The DMCC argues that its platform permits stronger murabaha by
tracking the ownership of commodities in a way which gives
assurance that an actual exchange of commodities is occurring,
rather than just a paper transaction.
Another potential advantage for Gulf banks is that the DMCC is close
to home; this allows same-day settlement and means legal recourse
to assets can be secured, said Kazim Ali, head of corporate banking
at Dubai-based Noor Islamic Bank.
"It's a very positive development - from an interbank perspective it
allows banks to make regional transactions, which makes it more
efficient."
Ali said his bank planned to extend its use of the DMCC platform
from interbank deals to include transactions with individual clients.
"What we plan to do is customer murabahas in this platform. Besides
interbank and direct customer transactions, the bank will also
consider commodity financing. This has great value for the industry."
ALTERNATIVES
At the same time, some banks are exploring alternatives to
commodity murabaha. Islamic contracts such as wakala (agency)
agreements are gaining popularity, and appear to be garnering a
larger share of interbank markets, although official data are not
available.
Saif at Khaleeji estimates commodity murabaha volumes in the Gulf
vary daily between $8 billion and $11 billion, while wakala contracts
could be edging close to a third of that volume.
Wakala, where one party acts as an agent for another to manage a
pool of assets, will soon have a standardised agreement being
developed by the IIFM, Alvi said.
"Our unrestricted wakala documentation standard is under
finalisation, and it will be most likely published before Ramadan
(July), if not earlier."
The IIFM has also developed standards for Islamic hedging, and it is
developing a collateralisation standard for the use of tradeable sukuk
(Islamic bonds) in liquidity management, Alvi added.
Qatar took a step towards facilitating the use of sukuk for banks'
liquidity management this month when it launched a regular
programme of quarterly sukuk issuance.
Next in line could be Oman, which having banned commodity
murabaha is now considering other ways for its banks to park their
funds.
"Most probably it will be some type of tradeable sukuk, either ijara- or
equity-based" said Jamil Jaroudi, chief executive of Bank Nizwa,
Oman's first Islamic bank.
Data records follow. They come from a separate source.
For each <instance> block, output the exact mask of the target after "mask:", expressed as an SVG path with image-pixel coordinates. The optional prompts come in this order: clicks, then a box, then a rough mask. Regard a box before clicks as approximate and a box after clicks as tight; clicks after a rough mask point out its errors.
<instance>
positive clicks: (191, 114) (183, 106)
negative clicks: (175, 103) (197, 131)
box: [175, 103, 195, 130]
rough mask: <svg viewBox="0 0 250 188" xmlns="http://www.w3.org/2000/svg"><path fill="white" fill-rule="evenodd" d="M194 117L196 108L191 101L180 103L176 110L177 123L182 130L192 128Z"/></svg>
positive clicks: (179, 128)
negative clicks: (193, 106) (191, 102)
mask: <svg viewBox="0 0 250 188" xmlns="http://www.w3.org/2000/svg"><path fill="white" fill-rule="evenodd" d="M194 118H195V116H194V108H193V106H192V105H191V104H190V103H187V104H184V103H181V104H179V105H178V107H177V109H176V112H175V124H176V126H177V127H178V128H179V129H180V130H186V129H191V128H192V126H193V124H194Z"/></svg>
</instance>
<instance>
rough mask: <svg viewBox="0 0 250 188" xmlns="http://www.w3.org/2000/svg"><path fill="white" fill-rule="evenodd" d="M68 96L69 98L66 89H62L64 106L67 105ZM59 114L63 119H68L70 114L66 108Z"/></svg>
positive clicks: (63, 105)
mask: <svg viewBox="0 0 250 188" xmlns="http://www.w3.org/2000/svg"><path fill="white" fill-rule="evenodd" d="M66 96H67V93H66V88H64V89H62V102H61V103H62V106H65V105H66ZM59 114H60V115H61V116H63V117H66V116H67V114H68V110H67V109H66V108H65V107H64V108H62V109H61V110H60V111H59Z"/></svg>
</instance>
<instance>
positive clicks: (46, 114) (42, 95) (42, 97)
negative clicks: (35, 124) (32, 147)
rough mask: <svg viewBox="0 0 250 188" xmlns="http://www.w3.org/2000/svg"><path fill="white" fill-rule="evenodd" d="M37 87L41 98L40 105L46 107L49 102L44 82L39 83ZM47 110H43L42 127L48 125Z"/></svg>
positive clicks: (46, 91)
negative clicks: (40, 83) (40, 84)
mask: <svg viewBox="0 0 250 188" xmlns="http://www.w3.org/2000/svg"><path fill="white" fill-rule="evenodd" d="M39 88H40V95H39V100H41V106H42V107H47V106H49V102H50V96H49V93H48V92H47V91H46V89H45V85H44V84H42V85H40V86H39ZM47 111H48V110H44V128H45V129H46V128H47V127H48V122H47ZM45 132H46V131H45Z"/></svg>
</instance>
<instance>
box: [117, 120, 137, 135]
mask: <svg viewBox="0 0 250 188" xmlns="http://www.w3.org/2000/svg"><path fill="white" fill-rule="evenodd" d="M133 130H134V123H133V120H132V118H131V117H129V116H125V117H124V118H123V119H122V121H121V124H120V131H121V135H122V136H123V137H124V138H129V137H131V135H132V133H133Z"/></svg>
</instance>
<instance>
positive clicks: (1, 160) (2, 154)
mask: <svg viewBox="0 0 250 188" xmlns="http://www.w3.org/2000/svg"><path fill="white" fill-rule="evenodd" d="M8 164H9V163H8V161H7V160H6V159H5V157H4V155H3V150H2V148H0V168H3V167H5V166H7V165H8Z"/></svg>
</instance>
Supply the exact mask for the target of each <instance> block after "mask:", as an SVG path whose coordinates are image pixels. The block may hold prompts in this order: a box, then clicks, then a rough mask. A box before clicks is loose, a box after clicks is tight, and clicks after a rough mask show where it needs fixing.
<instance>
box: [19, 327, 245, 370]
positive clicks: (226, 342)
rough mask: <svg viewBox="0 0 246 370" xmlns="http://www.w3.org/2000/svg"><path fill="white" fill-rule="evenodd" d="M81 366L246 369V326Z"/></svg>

Ijara is an Islamic leasing structure.
Bank Nizwa ultimately plans to use a mix of wakala and tradeable
sukuk to manage its funds, Jaroudi said, as well as murabaha deals
with regional Islamic banks conducted outside Oman.
Oman's first sukuk may take some time to become available,
however; central bank chief Hamood Sangour al-Zadjali said this
month that rial-denominated sukuk were likely to be issued towards
the end of 2013 or at the start of next year.